Much like the forthcoming November 10 WBSS cruiserweight doubleheader airing live from Chicago, Saturday’s show was intriguing in that both legs of the telecast featured bouts in the same weight class. While the winners won’t face off next—Prograis will next face Relikh, while Bananchyk awaits the winner of next week’s clash between Josh Taylor and Ryan Martin—Saturday night’s show very well could have provided a glimpse into the super lightweight finals.
That’s how dominant was Ivan Baranchyk’s performance, completely shutting the left eye of Anthony Yigit who bravely fought on to the point of even protesting the mandated stoppage by the ringside physician after seven physical rounds. Baranchyk picked up a vacant title for his effort, but seemed secondary to his not only remaining unbeaten but posing as a deep threat to Prograis and the rest of the bantamweight field.
Prograis and Baranchyk have plenty for which to be proud, but their moments of glory came in front of a near-empty room in a New Orleans venue that featured a much healthier crowd when Prograis performed just four months prior. This time around, it was DAZN-USA’s only boxing show on the night but from a notoriety perspective paled in comparison to a Hearn-promoted HBO triple header featuring storylines galore—including Daniel Jacobs re-emerging toward the top of the middleweight division following a hard-fought win over unbeaten and longtime training stablemate Sergiy Derevyanchenko to win a vacant title.
The WBSS tournament drifts back overseas to Glasgow, Scotland this weekend. Taylor and Martin will compete in a battle of unbeaten super lightweights looking to land a semifinal date with Baranchyk, while Ryan Burnett and former four-division champ Nonito Donaire meet with the winner to face Tete in the bantamweight semifinals.
One week later will come the cruiserweight doubleheader at UIC Pavilion in Chicago, where the winners between Mairis Breidis-Noel Gevor and Krzysztof Glowacki-Maksim Vlasov will collide early next year in the cruiserweight semifinals. A swarm of tickets still remain for the show, with barely a ripple of news having come of the event since the batch of stories that followed its initial announcement more than a month ago.
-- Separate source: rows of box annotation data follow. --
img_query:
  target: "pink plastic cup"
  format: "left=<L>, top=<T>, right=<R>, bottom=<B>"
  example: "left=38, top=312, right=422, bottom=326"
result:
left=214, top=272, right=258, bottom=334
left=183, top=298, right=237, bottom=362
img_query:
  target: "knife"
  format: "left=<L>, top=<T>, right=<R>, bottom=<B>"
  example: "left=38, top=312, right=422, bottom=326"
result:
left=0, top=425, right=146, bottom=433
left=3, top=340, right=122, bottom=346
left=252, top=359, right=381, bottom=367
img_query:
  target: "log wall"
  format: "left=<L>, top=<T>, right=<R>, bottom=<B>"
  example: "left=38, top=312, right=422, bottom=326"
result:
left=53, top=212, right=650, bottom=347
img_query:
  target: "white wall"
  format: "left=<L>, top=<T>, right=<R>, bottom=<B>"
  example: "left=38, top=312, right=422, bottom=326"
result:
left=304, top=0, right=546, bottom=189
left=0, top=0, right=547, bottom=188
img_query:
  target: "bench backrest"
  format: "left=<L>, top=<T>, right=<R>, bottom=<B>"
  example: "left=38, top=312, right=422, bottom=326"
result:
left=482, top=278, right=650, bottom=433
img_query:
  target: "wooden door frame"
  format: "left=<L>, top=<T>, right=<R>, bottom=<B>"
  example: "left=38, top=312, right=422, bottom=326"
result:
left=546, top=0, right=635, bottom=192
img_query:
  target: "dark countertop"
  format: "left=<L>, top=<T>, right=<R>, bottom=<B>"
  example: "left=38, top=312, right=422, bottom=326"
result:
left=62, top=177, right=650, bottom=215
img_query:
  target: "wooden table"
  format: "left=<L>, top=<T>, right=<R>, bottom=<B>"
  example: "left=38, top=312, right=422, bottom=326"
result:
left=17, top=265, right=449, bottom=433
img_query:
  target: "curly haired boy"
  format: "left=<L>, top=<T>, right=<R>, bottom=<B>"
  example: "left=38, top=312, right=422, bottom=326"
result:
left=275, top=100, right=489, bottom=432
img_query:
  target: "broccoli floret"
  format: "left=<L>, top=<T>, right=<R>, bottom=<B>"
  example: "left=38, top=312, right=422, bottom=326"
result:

The good news for stateside viewers is that the November 10 cruiserweight show doesn’t have any competition on the dial. However, the most significant show of the day—and even of the division, for that matter—will come earlier from London.
That’s when World cruiserweight king and WBSS Season One winner Oleksandr Usyk will face Tony Bellew, also to be carried on DAZN, and to feature the platform’s primary crew and leading promoter. Their event—which in fairness is a massive one—has already benefited from live cross-promotion in each of the first two DAZN-USA live streams.
Nothing even remotely close has been afforded to any of the six Season Two WBSS telecasts. Suffering the most has been the (lack of) promotion for the five past and forthcoming stateside shows between the two seasons, all of which deserve a much better fate.